INDIANAPOLIS, May 22, 2021 /PRNewswire/ -- In a pre-specified
analysis of the Phase 2 SERENITY study, Eli Lilly and Company's
(NYSE: LLY) mirikizumab improved fatigue in patients with
moderately to severely active Crohn's disease (CD) at 12 weeks, as
measured by the mean change in FACIT-Fatigue scores compared to
placebo, with improvements that were sustained up to one year.

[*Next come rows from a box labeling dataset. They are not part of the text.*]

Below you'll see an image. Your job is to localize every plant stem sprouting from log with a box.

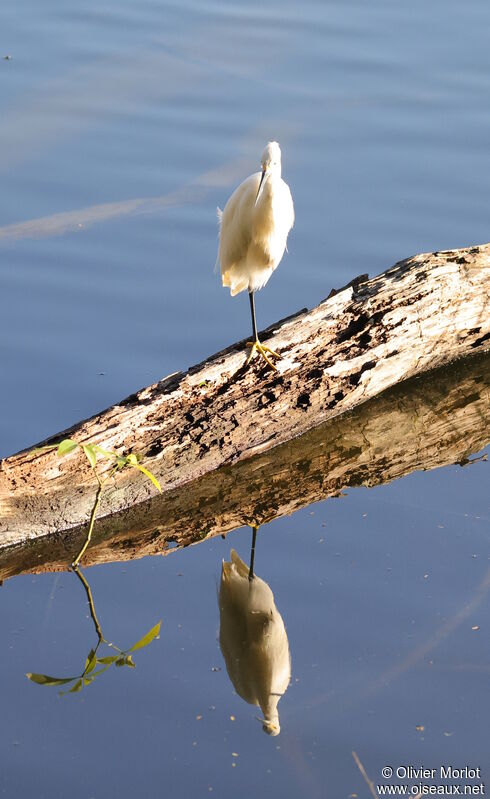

[33,438,162,570]
[71,476,104,572]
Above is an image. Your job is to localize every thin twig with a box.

[71,476,103,569]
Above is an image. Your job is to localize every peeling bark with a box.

[0,245,490,568]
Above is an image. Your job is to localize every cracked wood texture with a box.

[0,244,490,562]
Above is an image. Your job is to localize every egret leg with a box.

[248,526,259,581]
[247,291,281,371]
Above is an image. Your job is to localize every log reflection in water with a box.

[0,355,490,579]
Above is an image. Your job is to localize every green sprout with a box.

[26,566,162,696]
[37,438,162,569]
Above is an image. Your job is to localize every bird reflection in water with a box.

[219,527,291,735]
[26,566,161,696]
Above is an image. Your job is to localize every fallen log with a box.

[0,244,490,562]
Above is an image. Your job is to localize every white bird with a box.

[218,141,294,369]
[219,536,291,735]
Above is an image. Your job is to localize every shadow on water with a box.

[0,355,490,579]
[219,527,291,735]
[26,567,161,696]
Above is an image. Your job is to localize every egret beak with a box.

[254,169,269,205]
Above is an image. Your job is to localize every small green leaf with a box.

[83,649,97,675]
[26,671,74,685]
[32,444,58,452]
[131,463,162,494]
[128,621,162,652]
[58,438,78,458]
[82,444,97,469]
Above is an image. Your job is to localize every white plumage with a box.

[218,142,294,297]
[219,549,291,735]
[217,141,294,369]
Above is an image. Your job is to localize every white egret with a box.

[219,528,291,735]
[218,141,294,369]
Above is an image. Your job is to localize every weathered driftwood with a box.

[0,244,490,564]
[0,353,490,579]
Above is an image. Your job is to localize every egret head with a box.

[255,141,281,205]
[260,141,281,172]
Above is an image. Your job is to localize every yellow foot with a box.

[247,339,281,372]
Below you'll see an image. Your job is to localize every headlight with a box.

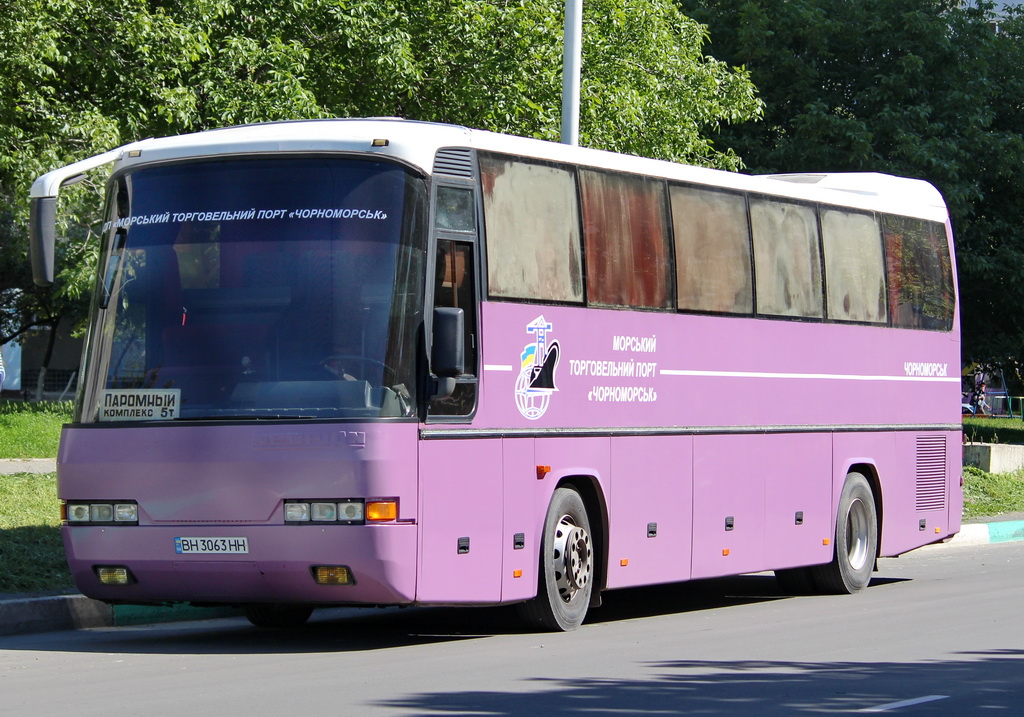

[285,498,367,525]
[61,501,138,525]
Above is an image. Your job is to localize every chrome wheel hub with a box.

[554,515,594,602]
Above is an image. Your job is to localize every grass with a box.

[0,473,74,593]
[964,416,1024,444]
[964,466,1024,518]
[0,400,74,458]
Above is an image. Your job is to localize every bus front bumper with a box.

[61,523,417,604]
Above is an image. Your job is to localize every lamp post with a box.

[562,0,583,144]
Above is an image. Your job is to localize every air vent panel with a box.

[434,147,474,179]
[916,435,946,510]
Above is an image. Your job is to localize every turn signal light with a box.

[93,565,135,585]
[367,501,398,521]
[313,565,355,585]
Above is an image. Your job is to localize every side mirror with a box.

[430,306,466,378]
[29,197,57,287]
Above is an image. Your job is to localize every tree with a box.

[679,0,1024,363]
[0,0,761,356]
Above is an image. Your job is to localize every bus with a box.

[31,119,963,630]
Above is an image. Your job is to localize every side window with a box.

[480,156,583,303]
[821,209,886,324]
[671,186,754,313]
[882,215,954,331]
[580,171,672,308]
[751,199,824,319]
[429,239,477,416]
[434,186,476,231]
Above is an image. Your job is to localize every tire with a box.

[810,472,879,594]
[246,604,313,628]
[519,488,594,632]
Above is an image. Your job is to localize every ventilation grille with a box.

[916,435,946,510]
[434,149,473,179]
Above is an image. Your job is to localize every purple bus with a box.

[32,120,963,630]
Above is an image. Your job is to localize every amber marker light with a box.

[313,565,355,585]
[367,501,398,522]
[95,565,134,585]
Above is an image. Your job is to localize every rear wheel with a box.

[246,604,313,628]
[811,472,879,593]
[520,488,594,631]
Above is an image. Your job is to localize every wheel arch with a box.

[555,475,608,607]
[843,461,885,558]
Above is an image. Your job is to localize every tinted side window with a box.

[480,156,583,302]
[580,171,672,308]
[672,186,754,313]
[821,209,886,324]
[751,199,824,319]
[882,216,954,331]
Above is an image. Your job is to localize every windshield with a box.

[80,157,425,421]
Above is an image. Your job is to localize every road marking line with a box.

[857,694,949,712]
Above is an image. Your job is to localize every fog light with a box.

[313,565,355,585]
[285,503,309,522]
[338,501,364,522]
[309,503,338,522]
[89,503,114,522]
[68,503,89,522]
[114,503,138,522]
[95,565,133,585]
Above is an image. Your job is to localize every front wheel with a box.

[811,472,879,593]
[520,488,594,632]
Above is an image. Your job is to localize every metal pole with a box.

[562,0,583,144]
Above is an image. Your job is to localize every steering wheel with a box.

[319,353,395,383]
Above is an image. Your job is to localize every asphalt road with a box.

[0,543,1024,717]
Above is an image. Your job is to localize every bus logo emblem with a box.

[515,315,559,421]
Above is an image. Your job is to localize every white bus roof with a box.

[32,118,947,221]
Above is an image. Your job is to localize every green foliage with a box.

[679,0,1024,364]
[0,400,74,458]
[964,466,1024,518]
[0,473,73,593]
[964,416,1024,445]
[0,0,761,342]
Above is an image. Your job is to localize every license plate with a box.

[174,538,249,554]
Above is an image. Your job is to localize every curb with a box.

[0,595,243,637]
[947,520,1024,545]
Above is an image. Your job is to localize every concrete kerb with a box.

[0,594,243,636]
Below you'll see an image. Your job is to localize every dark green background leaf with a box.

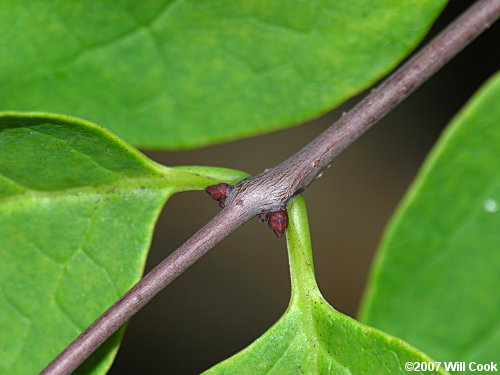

[361,74,500,370]
[204,196,446,375]
[0,113,246,375]
[0,0,445,149]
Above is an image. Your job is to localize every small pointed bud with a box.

[259,212,269,223]
[205,183,230,208]
[267,210,288,238]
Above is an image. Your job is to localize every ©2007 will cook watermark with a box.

[404,361,498,373]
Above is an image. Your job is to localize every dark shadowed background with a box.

[110,0,500,375]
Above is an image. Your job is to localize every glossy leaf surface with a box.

[361,74,500,374]
[0,113,246,375]
[203,196,446,375]
[0,0,445,149]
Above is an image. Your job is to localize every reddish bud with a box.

[259,212,269,223]
[205,183,230,207]
[267,210,288,238]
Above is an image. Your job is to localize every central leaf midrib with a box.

[0,176,179,205]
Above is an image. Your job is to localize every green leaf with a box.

[204,196,446,375]
[361,74,500,363]
[0,113,246,375]
[0,0,446,149]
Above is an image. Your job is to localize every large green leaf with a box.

[0,0,445,148]
[361,74,500,370]
[204,196,446,375]
[0,113,249,375]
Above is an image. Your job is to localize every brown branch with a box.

[41,0,500,375]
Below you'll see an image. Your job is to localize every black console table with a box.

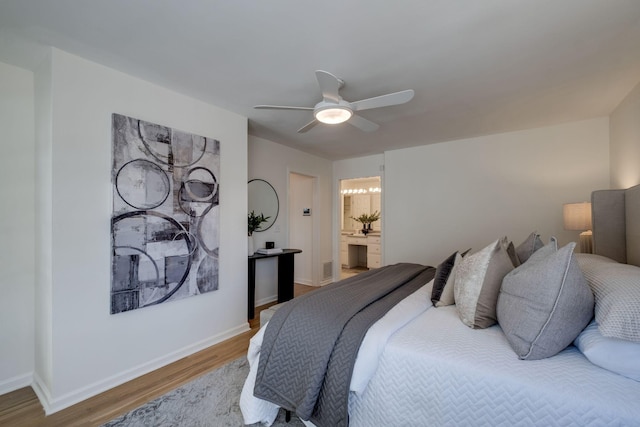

[249,249,302,319]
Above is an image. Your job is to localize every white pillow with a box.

[574,320,640,381]
[453,237,513,329]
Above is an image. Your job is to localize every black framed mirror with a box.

[247,178,280,232]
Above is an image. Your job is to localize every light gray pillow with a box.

[453,237,513,329]
[497,242,594,360]
[576,254,640,342]
[516,231,544,267]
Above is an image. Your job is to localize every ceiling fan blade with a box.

[347,114,380,132]
[351,89,415,111]
[316,70,343,103]
[253,105,313,111]
[298,119,318,133]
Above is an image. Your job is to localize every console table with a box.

[248,249,302,319]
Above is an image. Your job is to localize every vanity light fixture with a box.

[340,187,382,194]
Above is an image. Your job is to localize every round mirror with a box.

[247,179,280,231]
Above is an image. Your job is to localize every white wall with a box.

[289,173,318,285]
[34,49,248,412]
[0,59,35,394]
[383,117,609,265]
[610,83,640,188]
[248,136,333,305]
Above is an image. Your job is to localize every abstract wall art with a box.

[111,114,220,314]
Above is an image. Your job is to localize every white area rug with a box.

[103,357,304,427]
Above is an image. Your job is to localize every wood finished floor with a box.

[0,284,317,427]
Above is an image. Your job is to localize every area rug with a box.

[103,357,304,427]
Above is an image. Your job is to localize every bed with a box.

[240,187,640,426]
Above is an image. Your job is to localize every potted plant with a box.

[247,211,271,255]
[351,211,380,236]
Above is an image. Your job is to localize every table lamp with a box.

These results are being presented virtually at Digestive Disease
Week® (DDW), May 21-23,
2021.
Mirikizumab is being studied for UC and CD, two forms of
inflammatory bowel disease that can cause serious and debilitating
symptoms, and disruptions in daily life.
"New data at DDW show that fatigue is more than a symptom of
ulcerative colitis and Crohn's disease – two chronic, inflammatory
bowel diseases that can be challenging to treat. It can also be an
important predictor for the severity of a person's disease and the
potential impact it has on their quality of life," said
Miguel Regueiro, M.D., chair of
Gastroenterology, Hepatology & Nutrition at Cleveland Clinic
and lead author of these analyses. "The data from Lilly's Phase 2
study show mirikizumab may help improve fatigue in patients with
moderately to severely active Crohn's disease, reinforcing the
importance of further study into mirikizumab as a potential
treatment for those living with this disease."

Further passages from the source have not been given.